C’était une bien belle motivation pour reprendre, n’est-ce pas?! Je compte lire ses livres plus autobiographiques, tout aussi émouvants paraît-il!
Nous sommes deux ! Moi non plus je n’ai pas encore lu Joyce Maynard. Mais ce titre empreint de sensibilité semble très séduisant !
Parmi ceux que j’ai lus, c’est le plus émouvant et le plus touchant. Le sujet y est pour quelque chose évidement, mais le parcours intérieur de cette petite Wendy est remarquablement décrit. J’ai été très triste de le refermer! Et ça ne me m’arrive pas souvent!
Oh là là tu me tentes tellement ! J’aime énormément cette auteur et ce titre semble faire partie de ses grandes réussites !

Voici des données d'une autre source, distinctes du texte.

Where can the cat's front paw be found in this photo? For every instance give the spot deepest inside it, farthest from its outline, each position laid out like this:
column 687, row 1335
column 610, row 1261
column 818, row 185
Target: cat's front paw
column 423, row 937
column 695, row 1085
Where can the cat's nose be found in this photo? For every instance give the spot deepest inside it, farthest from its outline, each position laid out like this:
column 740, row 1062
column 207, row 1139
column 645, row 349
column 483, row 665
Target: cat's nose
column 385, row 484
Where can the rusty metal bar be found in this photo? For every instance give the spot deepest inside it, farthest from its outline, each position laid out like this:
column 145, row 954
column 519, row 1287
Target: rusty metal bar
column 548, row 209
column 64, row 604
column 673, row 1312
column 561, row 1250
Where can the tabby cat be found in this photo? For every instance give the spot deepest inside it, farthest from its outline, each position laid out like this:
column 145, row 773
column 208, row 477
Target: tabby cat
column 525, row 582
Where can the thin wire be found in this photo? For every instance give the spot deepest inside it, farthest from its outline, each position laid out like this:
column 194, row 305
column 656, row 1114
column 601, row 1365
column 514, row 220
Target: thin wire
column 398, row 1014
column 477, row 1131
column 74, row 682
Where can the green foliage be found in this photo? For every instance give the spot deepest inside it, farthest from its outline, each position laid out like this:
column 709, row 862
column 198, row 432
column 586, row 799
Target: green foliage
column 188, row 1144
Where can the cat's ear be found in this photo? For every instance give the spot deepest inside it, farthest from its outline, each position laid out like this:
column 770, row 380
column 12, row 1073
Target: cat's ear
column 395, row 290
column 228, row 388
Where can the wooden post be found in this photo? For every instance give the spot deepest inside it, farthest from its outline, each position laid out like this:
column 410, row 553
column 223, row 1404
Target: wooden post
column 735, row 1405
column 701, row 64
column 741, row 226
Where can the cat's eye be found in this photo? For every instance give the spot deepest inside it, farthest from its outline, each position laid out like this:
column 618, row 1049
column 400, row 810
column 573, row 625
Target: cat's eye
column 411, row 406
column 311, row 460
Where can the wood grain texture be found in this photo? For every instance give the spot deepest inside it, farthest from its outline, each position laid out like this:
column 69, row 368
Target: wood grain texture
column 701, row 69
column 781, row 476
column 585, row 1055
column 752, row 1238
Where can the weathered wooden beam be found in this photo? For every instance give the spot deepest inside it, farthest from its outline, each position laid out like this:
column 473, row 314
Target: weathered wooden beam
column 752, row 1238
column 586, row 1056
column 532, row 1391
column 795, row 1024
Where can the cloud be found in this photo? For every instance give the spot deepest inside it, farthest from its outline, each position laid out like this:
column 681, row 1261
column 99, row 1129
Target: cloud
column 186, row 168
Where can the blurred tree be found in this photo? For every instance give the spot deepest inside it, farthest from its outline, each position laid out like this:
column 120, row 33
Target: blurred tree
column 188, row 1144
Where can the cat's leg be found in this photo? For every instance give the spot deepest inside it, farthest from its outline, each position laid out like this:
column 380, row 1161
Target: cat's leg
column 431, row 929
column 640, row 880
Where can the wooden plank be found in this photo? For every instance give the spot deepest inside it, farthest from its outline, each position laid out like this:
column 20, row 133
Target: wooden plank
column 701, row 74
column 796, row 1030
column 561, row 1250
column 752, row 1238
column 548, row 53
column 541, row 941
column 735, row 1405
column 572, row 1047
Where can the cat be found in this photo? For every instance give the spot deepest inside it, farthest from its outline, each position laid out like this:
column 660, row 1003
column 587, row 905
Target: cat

Après 3 titres lus, elle ne m’a pas encore déçue! Et heureusement pour moi, il m’en reste quelques-uns à découvrir 😀
Je rejoins Céline, tu nous tentes ! J’ai des déceptions (« Les filles de l’ouragan »), et des coups de coeur avec cette auteur (« Et devant moi le monde »). Je crois que je vais jeter un oeil sur celui-ci, merci !
Qu’est ce que tu n’avais pas aimé avec « Les filles de l’ouragan »? Je te conseille celui-ci sans aucun doute!
Je l’ai lu il y a peu et qu’est-ce que j’ai aimé !!
Il semble marquer le coup un peu partout et à très juste titre!